On 19th August, FM Wang Yi and NSA Doval co-chaired the 24th round of the Special Representatives’ dialogue on the boundary question. The two sides reviewed progress in implementing the leader-level consensus reached in Kazan and agreed that peace and tranquillity had been maintained in border areas since the 23rd round. They underscored the need to preserve stability along the boundary as a foundation for the broader development of India-China relations. This visit precedes the groundwork being laid by the MEA for Prime Minister Narendra Modi’s scheduled visit to attend the Shanghai Cooperation Organisation (SCO) summit meeting in Tianjin on August 31st.
Parliament Watch: Key Bills this Week
The Indian Parliament concluded its Monsoon Session with several important bills introduced and passed this week. The legislation which received the most attention was the Promotion and Regulation of Online Gaming Bill, 2025, which bans online games involving monetary transactions to curb addiction, fraud, and money laundering. Offenders may face up to three years in prison and fines of up to ₹1 crore.

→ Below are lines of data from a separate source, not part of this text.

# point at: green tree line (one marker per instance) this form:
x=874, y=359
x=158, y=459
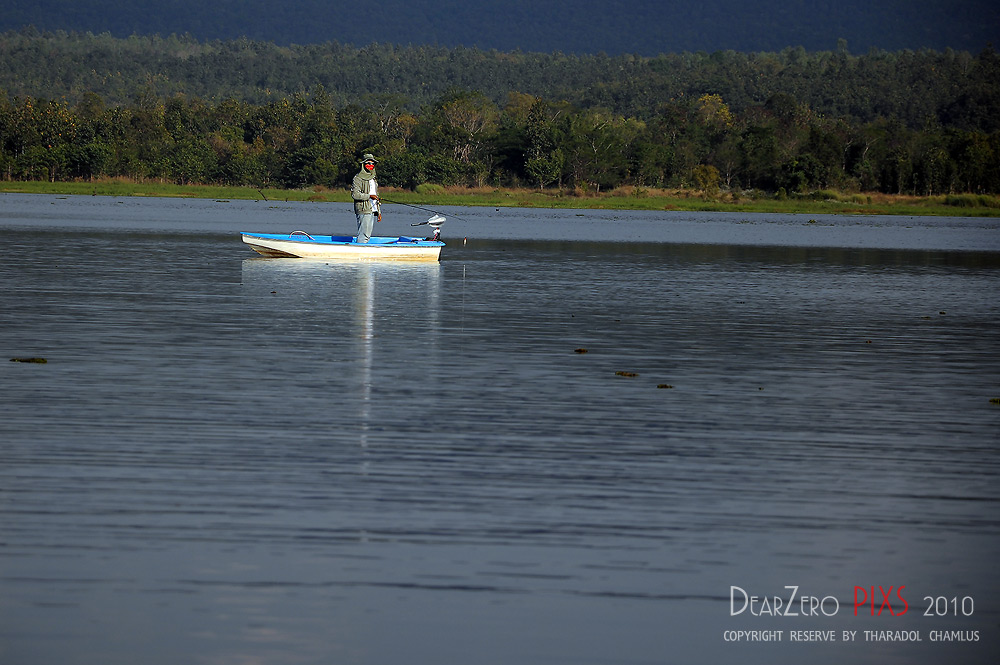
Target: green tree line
x=465, y=138
x=80, y=106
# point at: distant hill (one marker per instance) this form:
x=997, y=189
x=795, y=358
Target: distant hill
x=643, y=27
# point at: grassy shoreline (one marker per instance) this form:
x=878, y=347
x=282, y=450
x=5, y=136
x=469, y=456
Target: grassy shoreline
x=825, y=202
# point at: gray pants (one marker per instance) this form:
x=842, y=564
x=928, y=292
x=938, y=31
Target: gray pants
x=366, y=222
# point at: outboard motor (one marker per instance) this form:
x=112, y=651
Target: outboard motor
x=435, y=223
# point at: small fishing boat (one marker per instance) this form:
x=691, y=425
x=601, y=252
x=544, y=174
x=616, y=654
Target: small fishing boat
x=299, y=244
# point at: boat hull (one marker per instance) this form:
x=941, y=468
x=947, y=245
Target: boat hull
x=379, y=248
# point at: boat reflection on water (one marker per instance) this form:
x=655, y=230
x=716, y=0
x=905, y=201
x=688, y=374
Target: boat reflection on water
x=374, y=315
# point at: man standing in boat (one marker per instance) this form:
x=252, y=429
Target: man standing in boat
x=364, y=191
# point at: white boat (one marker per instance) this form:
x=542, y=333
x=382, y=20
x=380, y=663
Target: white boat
x=300, y=244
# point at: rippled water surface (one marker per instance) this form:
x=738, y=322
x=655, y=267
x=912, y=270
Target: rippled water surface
x=228, y=459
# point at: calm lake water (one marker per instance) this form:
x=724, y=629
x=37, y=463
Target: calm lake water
x=235, y=460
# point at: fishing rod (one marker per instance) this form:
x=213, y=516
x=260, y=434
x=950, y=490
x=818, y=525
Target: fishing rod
x=436, y=212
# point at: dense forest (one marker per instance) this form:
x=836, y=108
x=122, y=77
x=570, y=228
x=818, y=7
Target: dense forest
x=79, y=106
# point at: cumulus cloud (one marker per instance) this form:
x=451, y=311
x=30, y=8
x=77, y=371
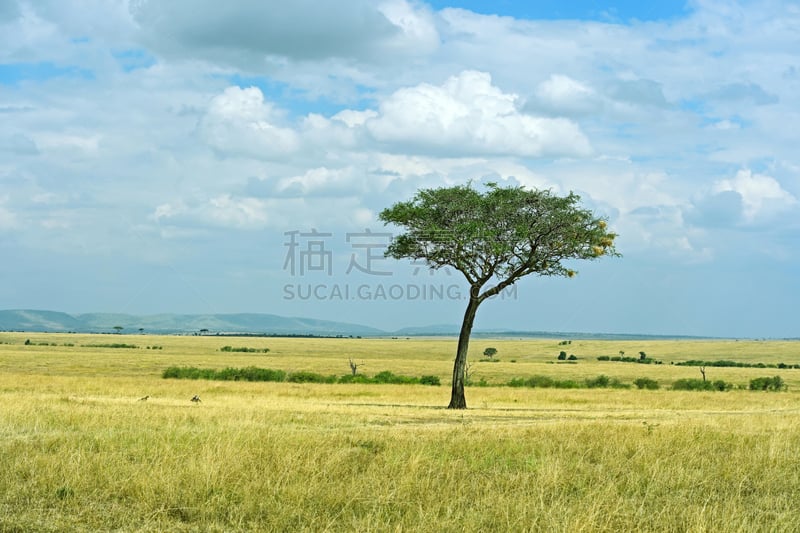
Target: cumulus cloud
x=240, y=122
x=469, y=115
x=18, y=144
x=250, y=31
x=761, y=195
x=565, y=95
x=222, y=211
x=8, y=220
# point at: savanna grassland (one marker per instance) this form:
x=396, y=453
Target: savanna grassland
x=80, y=452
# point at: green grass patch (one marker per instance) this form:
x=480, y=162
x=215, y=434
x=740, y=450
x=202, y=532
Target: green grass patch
x=266, y=374
x=243, y=349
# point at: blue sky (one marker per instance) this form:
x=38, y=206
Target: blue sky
x=191, y=156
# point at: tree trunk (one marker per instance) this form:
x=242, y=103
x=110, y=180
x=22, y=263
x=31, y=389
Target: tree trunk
x=457, y=399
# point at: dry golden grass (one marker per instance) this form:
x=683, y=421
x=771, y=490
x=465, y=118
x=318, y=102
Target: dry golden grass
x=79, y=452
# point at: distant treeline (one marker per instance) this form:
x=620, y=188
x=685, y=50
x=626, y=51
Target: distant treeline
x=266, y=374
x=735, y=364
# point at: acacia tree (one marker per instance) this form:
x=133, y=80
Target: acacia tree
x=494, y=238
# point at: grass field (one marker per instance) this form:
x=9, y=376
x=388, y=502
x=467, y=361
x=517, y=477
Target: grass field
x=79, y=452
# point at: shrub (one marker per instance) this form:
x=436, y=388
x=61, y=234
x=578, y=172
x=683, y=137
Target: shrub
x=721, y=386
x=598, y=382
x=390, y=378
x=646, y=383
x=692, y=384
x=355, y=378
x=243, y=349
x=430, y=380
x=775, y=383
x=309, y=377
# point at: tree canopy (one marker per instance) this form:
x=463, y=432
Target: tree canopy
x=498, y=235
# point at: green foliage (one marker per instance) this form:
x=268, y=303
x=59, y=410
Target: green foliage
x=500, y=234
x=243, y=349
x=775, y=383
x=310, y=377
x=735, y=364
x=544, y=382
x=430, y=380
x=110, y=345
x=646, y=383
x=605, y=382
x=693, y=384
x=623, y=359
x=504, y=232
x=265, y=374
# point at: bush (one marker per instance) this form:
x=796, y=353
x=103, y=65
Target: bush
x=358, y=378
x=646, y=383
x=309, y=377
x=430, y=380
x=243, y=349
x=699, y=384
x=769, y=384
x=393, y=379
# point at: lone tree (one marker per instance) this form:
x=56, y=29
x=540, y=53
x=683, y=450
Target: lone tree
x=494, y=238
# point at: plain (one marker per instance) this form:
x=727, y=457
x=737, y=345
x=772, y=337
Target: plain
x=80, y=450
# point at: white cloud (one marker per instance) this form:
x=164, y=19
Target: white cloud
x=8, y=220
x=566, y=95
x=240, y=122
x=222, y=211
x=761, y=195
x=470, y=116
x=322, y=181
x=254, y=33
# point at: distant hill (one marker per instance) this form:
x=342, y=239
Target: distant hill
x=258, y=324
x=244, y=323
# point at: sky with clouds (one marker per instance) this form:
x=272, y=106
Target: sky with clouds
x=197, y=156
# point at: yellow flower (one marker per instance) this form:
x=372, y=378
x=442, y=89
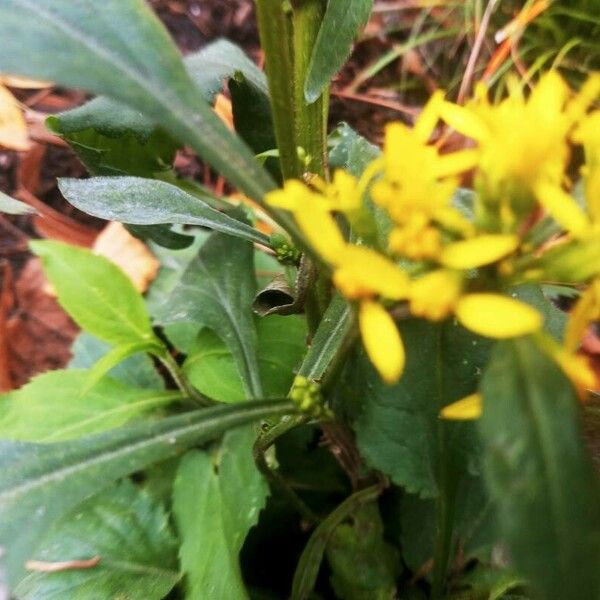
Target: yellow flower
x=478, y=251
x=381, y=340
x=434, y=296
x=363, y=273
x=418, y=181
x=583, y=314
x=523, y=142
x=496, y=316
x=466, y=409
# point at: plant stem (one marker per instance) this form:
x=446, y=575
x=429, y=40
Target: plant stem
x=276, y=38
x=265, y=440
x=182, y=381
x=311, y=119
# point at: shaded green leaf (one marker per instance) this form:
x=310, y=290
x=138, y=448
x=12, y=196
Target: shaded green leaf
x=212, y=369
x=137, y=370
x=361, y=542
x=350, y=151
x=95, y=292
x=128, y=531
x=40, y=483
x=112, y=139
x=56, y=406
x=148, y=202
x=398, y=427
x=124, y=53
x=217, y=291
x=219, y=61
x=539, y=473
x=343, y=21
x=217, y=499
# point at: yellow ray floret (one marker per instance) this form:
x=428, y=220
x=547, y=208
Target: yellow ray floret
x=496, y=316
x=481, y=250
x=381, y=340
x=466, y=409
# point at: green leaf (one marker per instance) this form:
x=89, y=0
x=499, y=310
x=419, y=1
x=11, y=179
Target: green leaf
x=219, y=61
x=117, y=355
x=56, y=406
x=131, y=535
x=137, y=370
x=361, y=542
x=148, y=202
x=398, y=427
x=312, y=555
x=343, y=21
x=95, y=292
x=217, y=499
x=212, y=369
x=539, y=473
x=350, y=151
x=10, y=206
x=40, y=483
x=127, y=55
x=112, y=139
x=217, y=291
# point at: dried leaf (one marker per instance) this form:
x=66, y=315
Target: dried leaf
x=120, y=247
x=13, y=129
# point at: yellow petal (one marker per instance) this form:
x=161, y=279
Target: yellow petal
x=362, y=272
x=322, y=233
x=584, y=312
x=563, y=208
x=465, y=121
x=455, y=163
x=13, y=129
x=478, y=251
x=467, y=409
x=381, y=340
x=496, y=316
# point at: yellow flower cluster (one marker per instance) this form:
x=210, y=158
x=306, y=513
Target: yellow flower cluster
x=431, y=257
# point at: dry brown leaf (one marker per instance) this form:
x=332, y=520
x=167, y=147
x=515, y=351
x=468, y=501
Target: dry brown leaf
x=13, y=129
x=24, y=83
x=120, y=247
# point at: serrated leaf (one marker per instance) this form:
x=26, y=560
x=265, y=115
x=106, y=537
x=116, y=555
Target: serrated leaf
x=56, y=406
x=117, y=355
x=212, y=369
x=341, y=24
x=219, y=61
x=217, y=499
x=217, y=291
x=95, y=292
x=398, y=427
x=149, y=202
x=137, y=370
x=128, y=531
x=127, y=55
x=10, y=206
x=539, y=473
x=40, y=483
x=112, y=139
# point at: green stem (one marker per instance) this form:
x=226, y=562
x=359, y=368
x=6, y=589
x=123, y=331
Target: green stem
x=182, y=381
x=263, y=443
x=276, y=38
x=311, y=119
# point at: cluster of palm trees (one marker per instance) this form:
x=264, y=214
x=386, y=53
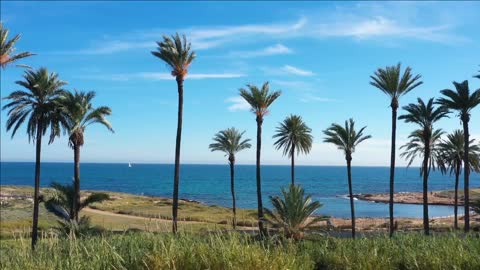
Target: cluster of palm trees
x=43, y=105
x=293, y=134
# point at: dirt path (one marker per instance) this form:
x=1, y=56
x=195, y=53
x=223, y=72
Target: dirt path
x=111, y=214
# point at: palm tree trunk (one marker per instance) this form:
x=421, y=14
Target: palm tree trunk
x=176, y=177
x=426, y=226
x=350, y=193
x=466, y=172
x=455, y=209
x=394, y=106
x=37, y=185
x=259, y=187
x=232, y=188
x=293, y=164
x=76, y=172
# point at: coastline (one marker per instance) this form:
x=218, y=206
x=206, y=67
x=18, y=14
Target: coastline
x=443, y=197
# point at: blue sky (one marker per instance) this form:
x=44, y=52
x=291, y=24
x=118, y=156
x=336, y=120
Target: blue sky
x=319, y=54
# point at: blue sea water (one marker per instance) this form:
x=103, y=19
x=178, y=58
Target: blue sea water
x=210, y=184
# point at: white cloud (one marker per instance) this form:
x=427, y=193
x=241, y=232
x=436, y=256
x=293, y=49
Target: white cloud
x=297, y=71
x=237, y=104
x=271, y=50
x=159, y=76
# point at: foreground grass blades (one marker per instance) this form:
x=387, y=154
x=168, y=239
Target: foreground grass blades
x=235, y=251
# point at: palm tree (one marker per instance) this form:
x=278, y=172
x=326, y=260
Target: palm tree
x=259, y=99
x=462, y=102
x=177, y=53
x=293, y=134
x=424, y=115
x=394, y=85
x=79, y=112
x=230, y=142
x=452, y=155
x=61, y=203
x=293, y=211
x=7, y=48
x=346, y=139
x=38, y=105
x=416, y=148
x=63, y=197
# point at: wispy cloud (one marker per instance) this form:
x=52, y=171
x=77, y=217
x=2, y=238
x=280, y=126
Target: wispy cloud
x=297, y=71
x=237, y=104
x=287, y=70
x=362, y=22
x=307, y=98
x=267, y=51
x=159, y=76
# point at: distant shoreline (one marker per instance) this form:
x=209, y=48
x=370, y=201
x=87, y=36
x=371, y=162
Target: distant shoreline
x=444, y=197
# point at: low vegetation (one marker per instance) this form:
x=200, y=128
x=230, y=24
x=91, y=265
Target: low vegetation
x=237, y=251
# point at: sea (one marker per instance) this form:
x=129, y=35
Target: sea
x=210, y=184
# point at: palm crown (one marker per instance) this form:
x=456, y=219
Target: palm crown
x=177, y=53
x=229, y=141
x=293, y=133
x=452, y=149
x=423, y=114
x=345, y=138
x=460, y=100
x=292, y=211
x=259, y=99
x=416, y=148
x=80, y=113
x=7, y=48
x=390, y=81
x=36, y=104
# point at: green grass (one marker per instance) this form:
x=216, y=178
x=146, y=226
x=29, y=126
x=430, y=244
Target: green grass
x=235, y=251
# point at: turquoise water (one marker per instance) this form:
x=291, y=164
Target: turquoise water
x=211, y=183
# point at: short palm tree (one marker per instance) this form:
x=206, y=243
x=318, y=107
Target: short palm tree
x=346, y=139
x=7, y=48
x=260, y=100
x=61, y=202
x=293, y=134
x=424, y=115
x=392, y=83
x=79, y=113
x=230, y=142
x=36, y=104
x=461, y=101
x=177, y=53
x=452, y=154
x=293, y=212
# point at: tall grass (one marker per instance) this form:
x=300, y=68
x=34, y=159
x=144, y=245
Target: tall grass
x=235, y=251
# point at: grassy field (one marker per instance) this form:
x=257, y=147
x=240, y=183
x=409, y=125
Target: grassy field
x=123, y=212
x=142, y=250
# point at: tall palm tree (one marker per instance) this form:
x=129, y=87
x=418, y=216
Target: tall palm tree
x=7, y=48
x=392, y=83
x=415, y=147
x=346, y=139
x=293, y=211
x=79, y=112
x=177, y=53
x=37, y=104
x=424, y=115
x=293, y=134
x=259, y=99
x=461, y=101
x=452, y=155
x=230, y=142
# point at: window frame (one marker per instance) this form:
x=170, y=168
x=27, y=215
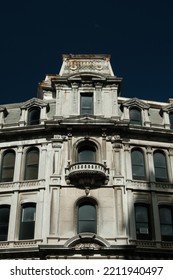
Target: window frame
x=158, y=168
x=143, y=235
x=84, y=109
x=7, y=167
x=31, y=119
x=4, y=236
x=163, y=236
x=29, y=166
x=142, y=166
x=137, y=120
x=93, y=221
x=29, y=225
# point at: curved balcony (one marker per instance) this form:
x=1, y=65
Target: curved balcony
x=87, y=174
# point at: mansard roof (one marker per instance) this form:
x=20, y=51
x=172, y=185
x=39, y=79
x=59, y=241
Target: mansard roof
x=135, y=102
x=34, y=102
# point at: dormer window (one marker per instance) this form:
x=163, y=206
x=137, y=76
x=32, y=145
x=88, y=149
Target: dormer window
x=171, y=120
x=135, y=116
x=86, y=104
x=34, y=116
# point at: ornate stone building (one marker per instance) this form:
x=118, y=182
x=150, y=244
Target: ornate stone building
x=86, y=173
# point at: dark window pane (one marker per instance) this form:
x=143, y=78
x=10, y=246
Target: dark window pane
x=27, y=225
x=86, y=103
x=87, y=218
x=34, y=116
x=160, y=167
x=138, y=167
x=135, y=116
x=166, y=223
x=171, y=120
x=4, y=222
x=7, y=170
x=31, y=167
x=142, y=222
x=87, y=154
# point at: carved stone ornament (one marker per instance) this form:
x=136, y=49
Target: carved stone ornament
x=87, y=245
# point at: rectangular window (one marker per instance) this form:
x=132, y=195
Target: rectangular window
x=27, y=225
x=4, y=222
x=86, y=104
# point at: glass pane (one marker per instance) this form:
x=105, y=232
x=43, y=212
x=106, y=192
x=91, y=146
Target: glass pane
x=141, y=214
x=87, y=212
x=138, y=168
x=87, y=226
x=86, y=104
x=165, y=216
x=171, y=120
x=167, y=230
x=135, y=116
x=4, y=221
x=32, y=160
x=87, y=155
x=7, y=171
x=34, y=116
x=160, y=166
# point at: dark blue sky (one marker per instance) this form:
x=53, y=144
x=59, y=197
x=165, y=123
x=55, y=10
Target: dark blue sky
x=137, y=33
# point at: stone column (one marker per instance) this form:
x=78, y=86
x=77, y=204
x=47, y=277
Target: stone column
x=98, y=93
x=54, y=211
x=18, y=164
x=119, y=211
x=58, y=100
x=114, y=89
x=42, y=162
x=150, y=168
x=128, y=164
x=156, y=221
x=75, y=110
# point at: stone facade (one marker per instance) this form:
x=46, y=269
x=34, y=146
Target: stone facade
x=86, y=173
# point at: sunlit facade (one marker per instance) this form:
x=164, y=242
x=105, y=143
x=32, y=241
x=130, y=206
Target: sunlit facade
x=84, y=172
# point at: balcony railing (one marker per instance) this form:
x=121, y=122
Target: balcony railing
x=87, y=174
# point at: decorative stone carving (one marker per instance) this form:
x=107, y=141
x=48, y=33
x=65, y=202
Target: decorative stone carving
x=87, y=245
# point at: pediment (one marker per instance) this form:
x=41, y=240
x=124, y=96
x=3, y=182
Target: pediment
x=168, y=108
x=135, y=102
x=34, y=102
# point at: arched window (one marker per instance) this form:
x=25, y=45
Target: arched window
x=143, y=227
x=31, y=164
x=86, y=103
x=27, y=223
x=34, y=116
x=87, y=220
x=4, y=221
x=160, y=167
x=7, y=167
x=166, y=223
x=86, y=153
x=135, y=116
x=171, y=120
x=138, y=164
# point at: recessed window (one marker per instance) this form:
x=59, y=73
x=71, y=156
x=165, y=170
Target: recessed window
x=166, y=223
x=4, y=222
x=87, y=153
x=27, y=224
x=31, y=164
x=86, y=104
x=87, y=217
x=160, y=167
x=7, y=168
x=142, y=222
x=171, y=120
x=135, y=116
x=34, y=116
x=138, y=164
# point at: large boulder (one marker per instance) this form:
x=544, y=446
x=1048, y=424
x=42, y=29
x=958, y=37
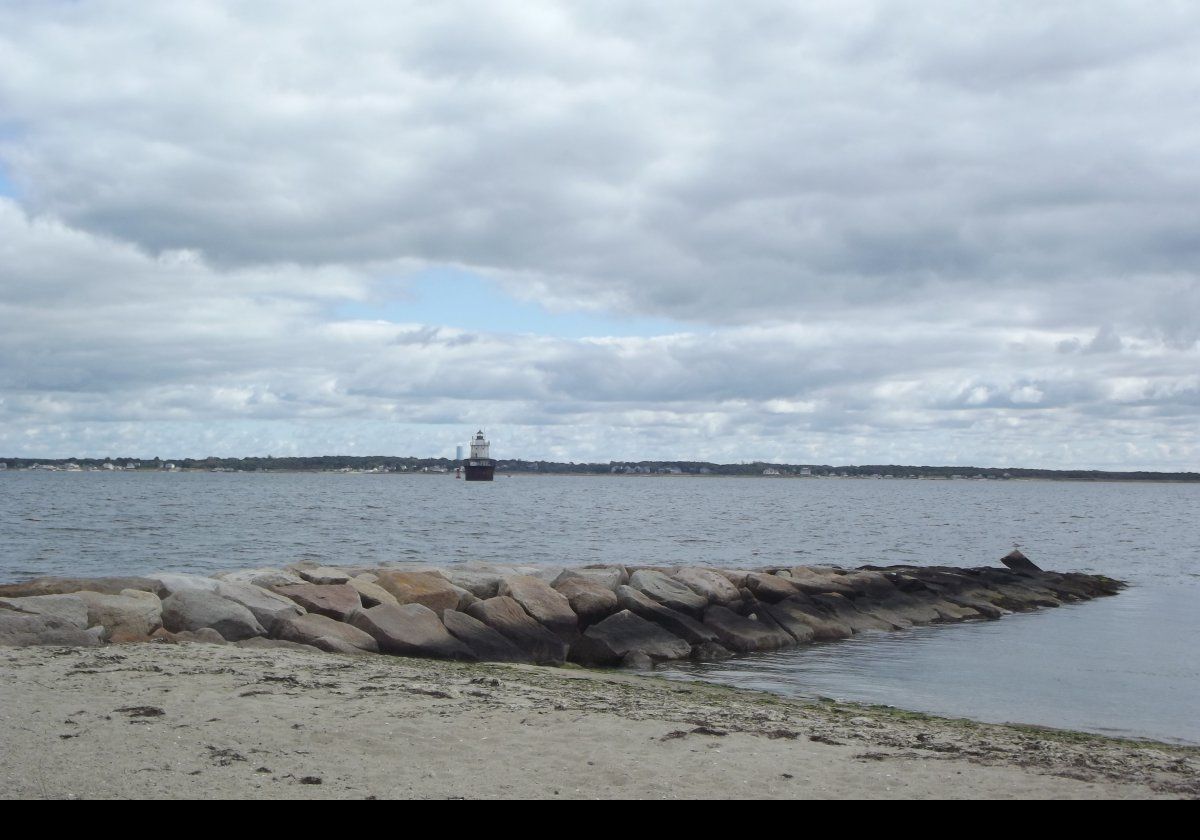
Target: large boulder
x=196, y=609
x=324, y=575
x=549, y=606
x=427, y=588
x=769, y=588
x=745, y=635
x=805, y=622
x=64, y=586
x=172, y=582
x=486, y=643
x=676, y=623
x=45, y=619
x=324, y=633
x=625, y=634
x=589, y=599
x=262, y=577
x=610, y=577
x=509, y=618
x=132, y=615
x=707, y=583
x=409, y=630
x=667, y=591
x=371, y=593
x=483, y=583
x=335, y=601
x=268, y=607
x=817, y=580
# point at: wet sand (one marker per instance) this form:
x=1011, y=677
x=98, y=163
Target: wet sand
x=211, y=721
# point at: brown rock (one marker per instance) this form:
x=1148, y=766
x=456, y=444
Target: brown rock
x=327, y=634
x=409, y=630
x=545, y=604
x=509, y=618
x=335, y=601
x=421, y=587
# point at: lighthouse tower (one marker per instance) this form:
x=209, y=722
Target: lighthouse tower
x=479, y=467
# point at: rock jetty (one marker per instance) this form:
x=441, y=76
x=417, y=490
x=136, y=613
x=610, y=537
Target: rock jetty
x=597, y=616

The bill was passed rapidly, on August 20 in the Lok Sabha and August 21 in the Rajya Sabha, sending shockwaves across India’s fantasy gaming sector.
Union Home Minister Amit Shah also introduced three bills aimed at enhancing executive accountability. The Constitution (130th Amendment) Bill, 2025, proposes the removal of the Prime Minister, Chief Ministers, and other ministers if arrested for serious crimes and detained for 30 days. Complementing this, the Government of Union Territories (Amendment) Bill and Jammu and Kashmir Reorganisation (Amendment) Bill provide similar frameworks for UTs and J&K. All three bills were referred to a Joint Parliamentary Committee for scrutiny.
The Monsoon Session concluded with 15 bills passed by both Houses, though the overall productivity was low, with just 37 hours of actual work against a target of 120 hours.
A Few Good Reads
Katja Hoyer asserts that Merkel’s 2015 asylum policy was disastrous for Germany, as it empowered the AfD, sparked social tensions, and heightened fears about crime.
Rooted in Atmanirbhar Bharat and Israel’s tech edge, the Indo–Israeli partnership can deliver long-term strategic advantages, if balanced smartly with deeper collaboration in defence, AI, and space, writes Dr. Lauren Dagan Amoss.
Bhuwan Ribhu opines that lowering the age of consent below 18 risks legitimising child exploitation, undermining India’s POCSO Act.
Nikki Haley and Bill Drexel argue that the U.S. must quickly repair ties with India, suggesting that it is the U.S.’s key democratic partner to counter China and must be treated as an ally, not an adversary.
Sasmit Patra suggests that the rising digital payment frauds in India demand AI-driven compliance solutions, combined with zero-trust strategies and multi-stakeholder collaboration.